Besides opening a window onto the first steps in the creation of an individual, the findings in parallel studies may help explain early miscarriages and why in vitro fertilisation has such a high failure rate.

The research also showed for the first time that newly-forming human embryos can mature beyond a few days outside a mother’s womb, something that was previously thought to be impossible.

But the widely hailed results also set science on a collision course with national laws and ethical guidelines, experts cautioned.

Up to now, a so-called “14-day rule” -- which says that human embryos cannot be cultured in the lab for more than two weeks -- has never been seriously challenged simply because no one had succeeded in keeping them alive that long.

In this case, the scientists destroyed the embryos to avoid breaching that limit.

The findings were published in Nature and Nature Cell Biology.

Next to nothing is known about how the small, hollow bundle of cells called a blastocyst -- emerging from a fertilised egg -- attach to the uterus, allowing an embryo to begin to take shape.

“This portion of human development” -- called implantation -- “was a complete black box,” said Ali Brivanlou, a professor at The Rockefeller University in New York, and the main architect of the Nature study.

Building on previous work with mice, Brivanlou and colleagues concocted a chemical soup and scaffolding to duplicate this process “in vitro”, or in a petri dish.

“We were able to create a system that properly recapitulates what happens during human implantation,” said Rockefeller scientist and lead author Alessia Deglincerti.

As hoped, the blastocyst grew, beginning to divide into the different types of cells that eventually give rise to a foetus and its placenta.
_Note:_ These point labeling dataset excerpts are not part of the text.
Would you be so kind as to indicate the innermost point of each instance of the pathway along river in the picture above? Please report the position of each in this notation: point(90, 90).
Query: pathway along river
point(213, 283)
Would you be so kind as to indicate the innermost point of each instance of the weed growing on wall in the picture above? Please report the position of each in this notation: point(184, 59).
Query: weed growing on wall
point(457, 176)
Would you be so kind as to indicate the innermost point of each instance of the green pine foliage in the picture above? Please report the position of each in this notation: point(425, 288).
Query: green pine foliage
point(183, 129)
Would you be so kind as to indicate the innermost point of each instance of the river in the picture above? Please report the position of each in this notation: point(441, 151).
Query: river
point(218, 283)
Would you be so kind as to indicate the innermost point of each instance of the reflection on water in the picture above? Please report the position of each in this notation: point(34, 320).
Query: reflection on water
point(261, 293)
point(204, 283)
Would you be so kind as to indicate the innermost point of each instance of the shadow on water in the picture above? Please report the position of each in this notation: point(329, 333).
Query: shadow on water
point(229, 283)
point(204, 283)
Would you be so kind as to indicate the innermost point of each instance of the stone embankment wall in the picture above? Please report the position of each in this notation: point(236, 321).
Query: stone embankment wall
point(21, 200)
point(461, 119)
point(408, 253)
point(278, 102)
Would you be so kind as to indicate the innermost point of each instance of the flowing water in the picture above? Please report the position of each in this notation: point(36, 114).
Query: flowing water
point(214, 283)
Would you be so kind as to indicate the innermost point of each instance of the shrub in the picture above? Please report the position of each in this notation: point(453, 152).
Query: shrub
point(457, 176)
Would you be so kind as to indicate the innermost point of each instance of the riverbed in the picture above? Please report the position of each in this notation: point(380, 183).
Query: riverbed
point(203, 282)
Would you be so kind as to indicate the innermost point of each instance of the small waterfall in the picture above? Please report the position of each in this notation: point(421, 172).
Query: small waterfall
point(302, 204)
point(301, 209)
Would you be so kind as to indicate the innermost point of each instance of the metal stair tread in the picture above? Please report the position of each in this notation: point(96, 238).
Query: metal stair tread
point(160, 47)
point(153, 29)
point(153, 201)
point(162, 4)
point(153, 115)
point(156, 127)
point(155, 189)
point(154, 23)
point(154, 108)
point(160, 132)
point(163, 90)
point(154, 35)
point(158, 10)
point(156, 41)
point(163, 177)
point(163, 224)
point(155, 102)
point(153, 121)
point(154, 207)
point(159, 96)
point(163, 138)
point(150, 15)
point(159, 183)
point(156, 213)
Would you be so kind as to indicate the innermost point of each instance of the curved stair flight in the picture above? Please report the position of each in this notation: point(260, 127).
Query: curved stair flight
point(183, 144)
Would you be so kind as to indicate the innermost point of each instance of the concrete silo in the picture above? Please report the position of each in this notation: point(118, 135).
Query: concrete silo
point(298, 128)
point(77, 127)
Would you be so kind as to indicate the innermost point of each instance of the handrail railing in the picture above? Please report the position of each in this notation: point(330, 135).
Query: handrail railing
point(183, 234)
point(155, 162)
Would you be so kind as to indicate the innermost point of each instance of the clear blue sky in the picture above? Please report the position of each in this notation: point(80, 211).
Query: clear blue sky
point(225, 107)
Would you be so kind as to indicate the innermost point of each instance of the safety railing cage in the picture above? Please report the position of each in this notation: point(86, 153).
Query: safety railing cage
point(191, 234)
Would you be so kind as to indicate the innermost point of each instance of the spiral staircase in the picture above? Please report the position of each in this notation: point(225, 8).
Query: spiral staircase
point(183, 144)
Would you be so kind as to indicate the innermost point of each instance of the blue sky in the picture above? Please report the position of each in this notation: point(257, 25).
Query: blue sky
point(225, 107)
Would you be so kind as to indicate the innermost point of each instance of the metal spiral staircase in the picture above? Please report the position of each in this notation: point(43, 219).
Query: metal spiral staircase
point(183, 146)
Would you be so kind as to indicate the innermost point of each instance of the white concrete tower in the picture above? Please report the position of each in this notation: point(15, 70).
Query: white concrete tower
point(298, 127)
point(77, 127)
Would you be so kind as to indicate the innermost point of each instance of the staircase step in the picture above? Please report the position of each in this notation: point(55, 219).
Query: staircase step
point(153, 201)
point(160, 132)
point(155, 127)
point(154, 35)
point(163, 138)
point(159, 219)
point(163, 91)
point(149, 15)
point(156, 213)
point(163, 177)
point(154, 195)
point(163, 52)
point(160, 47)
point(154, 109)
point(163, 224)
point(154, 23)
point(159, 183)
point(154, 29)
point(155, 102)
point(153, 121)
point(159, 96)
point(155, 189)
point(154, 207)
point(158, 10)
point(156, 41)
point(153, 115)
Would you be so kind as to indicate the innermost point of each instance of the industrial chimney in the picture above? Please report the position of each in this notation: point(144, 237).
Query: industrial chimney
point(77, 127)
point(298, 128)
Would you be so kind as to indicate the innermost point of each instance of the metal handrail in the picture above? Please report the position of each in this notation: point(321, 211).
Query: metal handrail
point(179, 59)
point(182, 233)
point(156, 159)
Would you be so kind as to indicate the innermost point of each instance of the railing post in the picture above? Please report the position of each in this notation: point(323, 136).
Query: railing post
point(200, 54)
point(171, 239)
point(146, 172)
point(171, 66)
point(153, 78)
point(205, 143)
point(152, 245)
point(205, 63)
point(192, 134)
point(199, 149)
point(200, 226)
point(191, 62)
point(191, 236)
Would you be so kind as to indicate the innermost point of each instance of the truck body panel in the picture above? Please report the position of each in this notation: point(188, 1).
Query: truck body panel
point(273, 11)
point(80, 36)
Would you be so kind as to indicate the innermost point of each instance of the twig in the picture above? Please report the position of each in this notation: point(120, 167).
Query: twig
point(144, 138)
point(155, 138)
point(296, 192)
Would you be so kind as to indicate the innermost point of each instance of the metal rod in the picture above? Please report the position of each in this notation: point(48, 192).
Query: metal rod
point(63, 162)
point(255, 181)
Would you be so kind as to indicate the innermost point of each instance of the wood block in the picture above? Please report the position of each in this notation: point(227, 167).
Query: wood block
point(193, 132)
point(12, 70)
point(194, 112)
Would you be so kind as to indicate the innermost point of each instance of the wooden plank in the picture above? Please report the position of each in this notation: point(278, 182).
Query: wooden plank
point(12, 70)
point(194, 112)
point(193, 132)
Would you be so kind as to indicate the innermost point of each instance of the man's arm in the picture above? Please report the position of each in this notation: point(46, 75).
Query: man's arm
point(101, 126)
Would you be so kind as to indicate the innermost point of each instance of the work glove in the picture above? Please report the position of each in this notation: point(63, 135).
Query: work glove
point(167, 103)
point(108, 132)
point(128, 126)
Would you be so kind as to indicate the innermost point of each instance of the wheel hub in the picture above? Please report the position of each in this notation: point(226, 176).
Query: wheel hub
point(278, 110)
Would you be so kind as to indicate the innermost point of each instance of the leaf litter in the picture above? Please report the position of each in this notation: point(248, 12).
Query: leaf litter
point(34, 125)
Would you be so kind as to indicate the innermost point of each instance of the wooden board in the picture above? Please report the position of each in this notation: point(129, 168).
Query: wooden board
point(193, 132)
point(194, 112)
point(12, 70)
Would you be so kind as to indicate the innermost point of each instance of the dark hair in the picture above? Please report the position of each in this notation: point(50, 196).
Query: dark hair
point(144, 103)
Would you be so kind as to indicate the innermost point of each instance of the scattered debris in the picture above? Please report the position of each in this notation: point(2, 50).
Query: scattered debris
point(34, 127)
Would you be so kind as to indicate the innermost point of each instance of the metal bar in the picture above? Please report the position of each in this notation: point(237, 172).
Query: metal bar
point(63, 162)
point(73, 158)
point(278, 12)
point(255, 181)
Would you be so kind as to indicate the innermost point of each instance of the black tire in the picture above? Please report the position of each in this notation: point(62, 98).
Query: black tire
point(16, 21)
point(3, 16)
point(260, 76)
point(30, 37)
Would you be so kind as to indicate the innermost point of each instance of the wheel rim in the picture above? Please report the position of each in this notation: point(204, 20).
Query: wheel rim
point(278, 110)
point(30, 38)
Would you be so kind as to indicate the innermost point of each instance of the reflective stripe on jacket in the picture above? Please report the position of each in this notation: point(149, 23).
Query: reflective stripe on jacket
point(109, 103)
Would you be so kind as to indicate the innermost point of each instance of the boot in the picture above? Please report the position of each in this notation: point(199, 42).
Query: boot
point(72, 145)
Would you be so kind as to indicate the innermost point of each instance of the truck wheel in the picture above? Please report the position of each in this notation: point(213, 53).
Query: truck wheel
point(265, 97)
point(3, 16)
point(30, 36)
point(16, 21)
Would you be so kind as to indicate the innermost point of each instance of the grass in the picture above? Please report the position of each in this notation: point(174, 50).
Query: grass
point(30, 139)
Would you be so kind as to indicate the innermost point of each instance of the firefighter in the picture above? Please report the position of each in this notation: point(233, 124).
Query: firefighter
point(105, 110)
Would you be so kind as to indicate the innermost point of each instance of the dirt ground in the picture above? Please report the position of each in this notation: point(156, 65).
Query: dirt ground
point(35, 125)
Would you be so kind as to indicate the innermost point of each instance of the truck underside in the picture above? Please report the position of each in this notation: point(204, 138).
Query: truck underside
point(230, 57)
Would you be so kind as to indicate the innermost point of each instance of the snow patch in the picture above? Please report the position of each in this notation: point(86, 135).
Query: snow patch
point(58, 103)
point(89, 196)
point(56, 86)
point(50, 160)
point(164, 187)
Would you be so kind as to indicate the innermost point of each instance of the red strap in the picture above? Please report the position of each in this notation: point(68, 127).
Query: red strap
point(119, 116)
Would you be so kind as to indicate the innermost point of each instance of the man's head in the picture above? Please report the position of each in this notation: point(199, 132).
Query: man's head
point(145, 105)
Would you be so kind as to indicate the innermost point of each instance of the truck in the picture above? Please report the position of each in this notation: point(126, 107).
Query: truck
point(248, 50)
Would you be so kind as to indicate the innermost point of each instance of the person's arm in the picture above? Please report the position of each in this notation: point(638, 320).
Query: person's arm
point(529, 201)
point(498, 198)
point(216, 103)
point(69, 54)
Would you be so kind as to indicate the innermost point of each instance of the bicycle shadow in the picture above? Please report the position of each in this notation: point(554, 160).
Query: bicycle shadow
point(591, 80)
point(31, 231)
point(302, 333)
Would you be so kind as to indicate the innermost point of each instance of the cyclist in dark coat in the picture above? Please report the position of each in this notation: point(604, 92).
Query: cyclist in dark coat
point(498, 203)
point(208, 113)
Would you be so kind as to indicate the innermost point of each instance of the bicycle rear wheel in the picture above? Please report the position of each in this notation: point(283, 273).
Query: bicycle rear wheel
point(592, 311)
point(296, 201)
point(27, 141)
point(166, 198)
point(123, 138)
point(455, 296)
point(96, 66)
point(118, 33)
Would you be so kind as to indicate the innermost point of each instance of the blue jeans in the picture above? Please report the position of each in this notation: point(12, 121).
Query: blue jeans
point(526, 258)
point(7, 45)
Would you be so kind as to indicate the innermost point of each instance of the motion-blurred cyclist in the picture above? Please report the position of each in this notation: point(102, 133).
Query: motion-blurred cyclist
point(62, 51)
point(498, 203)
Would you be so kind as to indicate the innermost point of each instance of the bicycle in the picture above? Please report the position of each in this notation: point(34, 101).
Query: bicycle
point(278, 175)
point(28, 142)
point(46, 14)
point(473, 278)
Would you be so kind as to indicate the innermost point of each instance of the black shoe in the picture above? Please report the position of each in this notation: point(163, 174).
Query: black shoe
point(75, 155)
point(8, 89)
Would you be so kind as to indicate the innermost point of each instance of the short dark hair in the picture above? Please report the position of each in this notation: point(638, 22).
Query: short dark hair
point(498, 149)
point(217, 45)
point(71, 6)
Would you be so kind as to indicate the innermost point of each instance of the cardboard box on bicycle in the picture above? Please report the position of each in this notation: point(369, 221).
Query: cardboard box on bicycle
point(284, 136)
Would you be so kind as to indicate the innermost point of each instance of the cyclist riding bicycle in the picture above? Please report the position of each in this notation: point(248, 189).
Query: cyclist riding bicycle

But unlike earlier experiments, in which growth has rarely continued beyond seven days, the embryos showed an unexpected ability to self-organise.

“Amazingly, at least up to the first 12 days, development occurred normally in our system in the complete absence of maternal input,” Brivanlou said in a statement.

It had long been assumed that this transformation could not persist detached from the mother’s uterus.

“Up to now, it has been impossible to study implantation in human embryos,” said Magdalena Zernicka-Goetz, a professor at the University of Cambridge and an author for both studies.